MAKING THE CUT
Celebrating earthquake city’s stories of tenacity.
Margo Flanagan set up her barbershop at her Somerfield home after her New Regent St premises were cordoned off in the CBD red zone after February 22.
Flanagan said she never considered closing up shop. ‘‘You just do what you’ve got to do. You don’t think about it, you just do it,’’ she said.
One week after the February quake – once she and her husband had cleaned up the liquefaction at their Somerfield home – she had cleared out the ‘‘glorified junk room’’ in her back garden, transformed it into a barbershop and, with her dog working as her doorbell, Flanagan’s first client arrived. Her database of client details had been out of reach inside her New Regent St shop, but after advertising in local media and having her business telephone line diverted to her home number, her clients responded. By March 21 she had her first fully booked day.

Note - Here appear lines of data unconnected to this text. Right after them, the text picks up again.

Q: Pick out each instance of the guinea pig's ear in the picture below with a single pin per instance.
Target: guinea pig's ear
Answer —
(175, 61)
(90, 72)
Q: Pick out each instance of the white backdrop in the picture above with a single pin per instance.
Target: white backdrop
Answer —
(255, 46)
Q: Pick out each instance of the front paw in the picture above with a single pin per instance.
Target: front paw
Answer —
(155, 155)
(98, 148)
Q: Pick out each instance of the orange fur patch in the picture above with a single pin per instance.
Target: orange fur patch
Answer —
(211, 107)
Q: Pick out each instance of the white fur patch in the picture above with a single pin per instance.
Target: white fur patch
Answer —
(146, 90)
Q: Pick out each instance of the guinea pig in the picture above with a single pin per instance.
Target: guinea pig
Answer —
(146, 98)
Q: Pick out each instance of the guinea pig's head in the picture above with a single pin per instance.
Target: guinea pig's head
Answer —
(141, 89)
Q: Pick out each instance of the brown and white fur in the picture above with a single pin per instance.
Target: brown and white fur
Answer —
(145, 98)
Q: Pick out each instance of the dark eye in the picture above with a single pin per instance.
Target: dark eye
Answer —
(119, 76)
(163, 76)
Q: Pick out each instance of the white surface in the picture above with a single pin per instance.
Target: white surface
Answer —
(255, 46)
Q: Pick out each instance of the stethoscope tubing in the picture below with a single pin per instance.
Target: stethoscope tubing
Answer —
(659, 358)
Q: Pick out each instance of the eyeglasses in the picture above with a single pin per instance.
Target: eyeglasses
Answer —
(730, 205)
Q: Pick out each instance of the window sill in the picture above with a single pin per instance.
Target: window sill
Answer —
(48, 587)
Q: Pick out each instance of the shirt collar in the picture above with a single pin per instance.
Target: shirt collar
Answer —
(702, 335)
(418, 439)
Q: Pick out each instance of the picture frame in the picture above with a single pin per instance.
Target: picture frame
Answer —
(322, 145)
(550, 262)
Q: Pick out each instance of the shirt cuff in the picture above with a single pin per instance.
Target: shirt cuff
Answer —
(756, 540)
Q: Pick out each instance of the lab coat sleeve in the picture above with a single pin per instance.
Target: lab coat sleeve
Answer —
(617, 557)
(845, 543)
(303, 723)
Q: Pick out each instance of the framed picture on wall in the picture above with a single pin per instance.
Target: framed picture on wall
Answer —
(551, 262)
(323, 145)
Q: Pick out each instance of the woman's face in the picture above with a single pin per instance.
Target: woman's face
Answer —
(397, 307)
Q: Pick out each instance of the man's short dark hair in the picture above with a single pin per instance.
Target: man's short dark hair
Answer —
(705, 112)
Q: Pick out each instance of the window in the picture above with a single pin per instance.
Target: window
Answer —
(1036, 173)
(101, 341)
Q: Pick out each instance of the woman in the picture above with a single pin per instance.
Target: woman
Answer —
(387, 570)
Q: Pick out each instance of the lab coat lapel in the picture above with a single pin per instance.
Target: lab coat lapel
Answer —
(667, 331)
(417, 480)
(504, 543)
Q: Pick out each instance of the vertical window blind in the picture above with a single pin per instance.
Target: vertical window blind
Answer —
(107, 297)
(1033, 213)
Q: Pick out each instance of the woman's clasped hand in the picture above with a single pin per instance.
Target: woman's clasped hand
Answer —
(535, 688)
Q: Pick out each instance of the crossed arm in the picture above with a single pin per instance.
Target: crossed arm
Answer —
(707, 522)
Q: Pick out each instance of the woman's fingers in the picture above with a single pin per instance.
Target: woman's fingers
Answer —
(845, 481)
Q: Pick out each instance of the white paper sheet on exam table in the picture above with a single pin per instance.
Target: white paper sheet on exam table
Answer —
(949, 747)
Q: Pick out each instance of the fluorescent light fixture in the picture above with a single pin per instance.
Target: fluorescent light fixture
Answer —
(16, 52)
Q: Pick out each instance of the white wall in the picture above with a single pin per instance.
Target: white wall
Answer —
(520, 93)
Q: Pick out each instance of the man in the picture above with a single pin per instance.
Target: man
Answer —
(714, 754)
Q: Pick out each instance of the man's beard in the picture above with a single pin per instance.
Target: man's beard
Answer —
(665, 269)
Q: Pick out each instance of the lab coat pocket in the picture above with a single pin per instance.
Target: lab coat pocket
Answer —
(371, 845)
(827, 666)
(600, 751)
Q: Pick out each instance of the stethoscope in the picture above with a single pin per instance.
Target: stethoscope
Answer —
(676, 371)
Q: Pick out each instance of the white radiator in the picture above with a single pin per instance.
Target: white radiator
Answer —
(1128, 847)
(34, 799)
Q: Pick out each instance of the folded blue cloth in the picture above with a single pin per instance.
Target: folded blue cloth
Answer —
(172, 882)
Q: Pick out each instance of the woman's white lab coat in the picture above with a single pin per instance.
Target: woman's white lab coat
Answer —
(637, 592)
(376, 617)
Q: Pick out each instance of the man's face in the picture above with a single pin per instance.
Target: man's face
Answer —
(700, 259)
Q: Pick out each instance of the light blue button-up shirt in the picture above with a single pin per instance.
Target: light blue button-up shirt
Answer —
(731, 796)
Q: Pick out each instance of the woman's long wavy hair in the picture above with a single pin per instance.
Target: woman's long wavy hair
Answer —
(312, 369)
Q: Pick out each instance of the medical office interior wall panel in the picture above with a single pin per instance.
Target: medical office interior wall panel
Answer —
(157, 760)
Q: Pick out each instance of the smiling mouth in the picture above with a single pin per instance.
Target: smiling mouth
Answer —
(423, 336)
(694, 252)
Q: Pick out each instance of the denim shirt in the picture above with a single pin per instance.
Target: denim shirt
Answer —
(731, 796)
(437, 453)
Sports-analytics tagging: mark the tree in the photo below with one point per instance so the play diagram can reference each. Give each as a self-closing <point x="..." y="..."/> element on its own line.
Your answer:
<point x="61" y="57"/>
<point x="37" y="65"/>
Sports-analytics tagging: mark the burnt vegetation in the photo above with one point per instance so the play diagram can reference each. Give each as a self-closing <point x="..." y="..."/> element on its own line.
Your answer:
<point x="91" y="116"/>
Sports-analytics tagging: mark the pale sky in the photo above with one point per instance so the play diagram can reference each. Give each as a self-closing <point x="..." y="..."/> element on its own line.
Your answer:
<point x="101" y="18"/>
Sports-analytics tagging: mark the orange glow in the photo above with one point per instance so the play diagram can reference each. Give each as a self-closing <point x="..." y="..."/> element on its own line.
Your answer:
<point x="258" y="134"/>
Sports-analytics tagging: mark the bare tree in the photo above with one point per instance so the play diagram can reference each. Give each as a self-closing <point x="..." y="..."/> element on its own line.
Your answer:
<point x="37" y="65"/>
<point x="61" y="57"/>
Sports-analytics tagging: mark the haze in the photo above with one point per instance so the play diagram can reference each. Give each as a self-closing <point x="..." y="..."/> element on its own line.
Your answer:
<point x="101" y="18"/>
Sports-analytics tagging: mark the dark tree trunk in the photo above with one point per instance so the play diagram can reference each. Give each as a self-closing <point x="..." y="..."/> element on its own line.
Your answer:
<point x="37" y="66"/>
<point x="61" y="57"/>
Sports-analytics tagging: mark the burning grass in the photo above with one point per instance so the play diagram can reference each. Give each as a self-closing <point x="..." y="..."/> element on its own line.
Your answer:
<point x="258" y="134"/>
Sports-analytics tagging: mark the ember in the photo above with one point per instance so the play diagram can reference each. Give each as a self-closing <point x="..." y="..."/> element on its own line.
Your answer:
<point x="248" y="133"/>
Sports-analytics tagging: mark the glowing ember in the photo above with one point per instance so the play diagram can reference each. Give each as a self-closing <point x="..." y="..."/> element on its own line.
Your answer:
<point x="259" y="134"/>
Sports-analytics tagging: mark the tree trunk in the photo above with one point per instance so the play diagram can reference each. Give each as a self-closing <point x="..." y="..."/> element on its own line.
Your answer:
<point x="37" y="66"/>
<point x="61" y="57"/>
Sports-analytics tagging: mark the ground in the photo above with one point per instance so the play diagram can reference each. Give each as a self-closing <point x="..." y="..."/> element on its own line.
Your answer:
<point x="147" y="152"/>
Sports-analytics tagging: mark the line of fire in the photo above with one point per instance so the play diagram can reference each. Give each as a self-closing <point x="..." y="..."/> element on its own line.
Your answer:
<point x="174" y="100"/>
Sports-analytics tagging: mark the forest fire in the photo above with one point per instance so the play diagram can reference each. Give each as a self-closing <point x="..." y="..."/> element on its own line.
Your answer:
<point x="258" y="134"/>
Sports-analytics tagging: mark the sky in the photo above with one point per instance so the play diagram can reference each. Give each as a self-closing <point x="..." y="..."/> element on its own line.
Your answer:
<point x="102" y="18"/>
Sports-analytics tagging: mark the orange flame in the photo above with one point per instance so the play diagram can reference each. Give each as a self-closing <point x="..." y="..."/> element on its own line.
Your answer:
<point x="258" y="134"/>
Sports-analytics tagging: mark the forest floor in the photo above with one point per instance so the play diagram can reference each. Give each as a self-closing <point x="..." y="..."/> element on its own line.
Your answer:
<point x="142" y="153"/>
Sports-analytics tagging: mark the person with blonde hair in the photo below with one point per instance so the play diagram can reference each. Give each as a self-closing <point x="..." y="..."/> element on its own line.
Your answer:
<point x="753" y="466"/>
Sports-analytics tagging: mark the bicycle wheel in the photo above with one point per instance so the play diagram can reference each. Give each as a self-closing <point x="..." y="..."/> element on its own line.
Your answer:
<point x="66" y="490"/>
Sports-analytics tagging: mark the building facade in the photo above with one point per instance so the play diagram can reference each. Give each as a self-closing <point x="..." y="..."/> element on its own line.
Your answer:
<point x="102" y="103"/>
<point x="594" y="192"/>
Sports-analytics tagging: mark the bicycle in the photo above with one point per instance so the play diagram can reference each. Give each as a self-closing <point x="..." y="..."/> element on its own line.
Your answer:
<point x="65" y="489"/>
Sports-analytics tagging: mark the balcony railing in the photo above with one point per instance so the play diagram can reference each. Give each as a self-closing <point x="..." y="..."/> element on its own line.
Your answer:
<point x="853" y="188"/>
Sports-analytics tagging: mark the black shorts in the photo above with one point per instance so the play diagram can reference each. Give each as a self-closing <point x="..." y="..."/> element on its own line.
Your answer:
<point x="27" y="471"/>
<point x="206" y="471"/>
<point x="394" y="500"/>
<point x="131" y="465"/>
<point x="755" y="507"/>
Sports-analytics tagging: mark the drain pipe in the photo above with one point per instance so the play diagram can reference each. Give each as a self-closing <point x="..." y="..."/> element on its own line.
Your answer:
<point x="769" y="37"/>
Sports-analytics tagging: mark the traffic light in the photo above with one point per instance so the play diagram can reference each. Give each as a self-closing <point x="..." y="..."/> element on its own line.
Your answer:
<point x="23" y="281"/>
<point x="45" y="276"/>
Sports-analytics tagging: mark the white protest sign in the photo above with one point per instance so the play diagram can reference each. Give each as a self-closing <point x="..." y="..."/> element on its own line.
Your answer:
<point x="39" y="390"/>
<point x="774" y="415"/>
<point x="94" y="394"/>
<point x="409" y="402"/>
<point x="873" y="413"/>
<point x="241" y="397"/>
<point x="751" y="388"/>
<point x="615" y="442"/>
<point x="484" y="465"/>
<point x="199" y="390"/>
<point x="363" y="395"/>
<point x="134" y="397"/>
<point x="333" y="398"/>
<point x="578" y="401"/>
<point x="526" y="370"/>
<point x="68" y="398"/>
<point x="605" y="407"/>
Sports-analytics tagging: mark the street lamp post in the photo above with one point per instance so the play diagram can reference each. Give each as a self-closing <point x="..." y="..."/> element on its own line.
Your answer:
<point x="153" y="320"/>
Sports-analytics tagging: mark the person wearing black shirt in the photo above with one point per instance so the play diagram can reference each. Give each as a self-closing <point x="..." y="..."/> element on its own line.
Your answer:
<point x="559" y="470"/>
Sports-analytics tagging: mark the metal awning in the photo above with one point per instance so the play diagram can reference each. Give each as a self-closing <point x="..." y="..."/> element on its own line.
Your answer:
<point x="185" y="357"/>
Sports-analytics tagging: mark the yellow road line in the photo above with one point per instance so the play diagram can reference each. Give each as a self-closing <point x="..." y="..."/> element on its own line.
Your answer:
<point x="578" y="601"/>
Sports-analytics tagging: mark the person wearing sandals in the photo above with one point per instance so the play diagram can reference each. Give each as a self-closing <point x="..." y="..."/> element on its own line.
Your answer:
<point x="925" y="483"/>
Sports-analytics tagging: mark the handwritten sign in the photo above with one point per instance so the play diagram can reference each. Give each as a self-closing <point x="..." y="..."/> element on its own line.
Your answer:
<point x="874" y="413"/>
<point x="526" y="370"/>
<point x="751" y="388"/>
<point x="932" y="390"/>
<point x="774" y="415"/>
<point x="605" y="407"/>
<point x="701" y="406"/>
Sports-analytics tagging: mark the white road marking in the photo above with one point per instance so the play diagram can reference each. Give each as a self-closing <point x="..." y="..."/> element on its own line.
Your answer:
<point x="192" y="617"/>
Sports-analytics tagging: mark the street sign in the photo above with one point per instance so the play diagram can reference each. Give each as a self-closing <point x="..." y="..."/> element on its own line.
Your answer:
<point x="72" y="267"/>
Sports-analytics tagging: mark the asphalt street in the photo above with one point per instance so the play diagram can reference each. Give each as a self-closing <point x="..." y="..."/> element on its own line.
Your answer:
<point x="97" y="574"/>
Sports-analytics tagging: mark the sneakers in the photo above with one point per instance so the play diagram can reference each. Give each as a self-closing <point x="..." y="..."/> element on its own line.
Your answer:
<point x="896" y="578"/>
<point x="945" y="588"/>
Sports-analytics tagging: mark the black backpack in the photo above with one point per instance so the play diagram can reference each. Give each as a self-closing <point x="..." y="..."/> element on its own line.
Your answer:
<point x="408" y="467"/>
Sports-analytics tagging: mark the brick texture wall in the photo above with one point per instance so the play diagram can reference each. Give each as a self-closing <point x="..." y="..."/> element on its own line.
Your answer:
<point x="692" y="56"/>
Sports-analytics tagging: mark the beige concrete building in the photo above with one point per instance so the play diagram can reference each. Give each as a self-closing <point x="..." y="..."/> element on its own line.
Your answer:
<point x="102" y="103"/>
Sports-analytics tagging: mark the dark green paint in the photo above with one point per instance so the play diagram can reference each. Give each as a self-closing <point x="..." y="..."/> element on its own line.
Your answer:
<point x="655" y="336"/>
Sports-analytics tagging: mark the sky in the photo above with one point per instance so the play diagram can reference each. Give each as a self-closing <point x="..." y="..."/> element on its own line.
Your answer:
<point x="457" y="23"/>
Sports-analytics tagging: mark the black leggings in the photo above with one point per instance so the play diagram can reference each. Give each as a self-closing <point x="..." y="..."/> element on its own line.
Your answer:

Flanagan had some initial costs to restart but had been fortunate, she said. A spare antique barber’s chair had been stored at home so while her three barber chairs were stuck in her New Regent St shop for months she had had a chair for her clients.
‘‘Ironically, my husband said to me a couple of weeks before the earthquake ‘When are you going to get this barber’s chair out ofmy garage?’’’
Her ‘‘glorified junk room’’ looks like it has been a barbershop for years – complete with a barber’s pole and a full appointment book.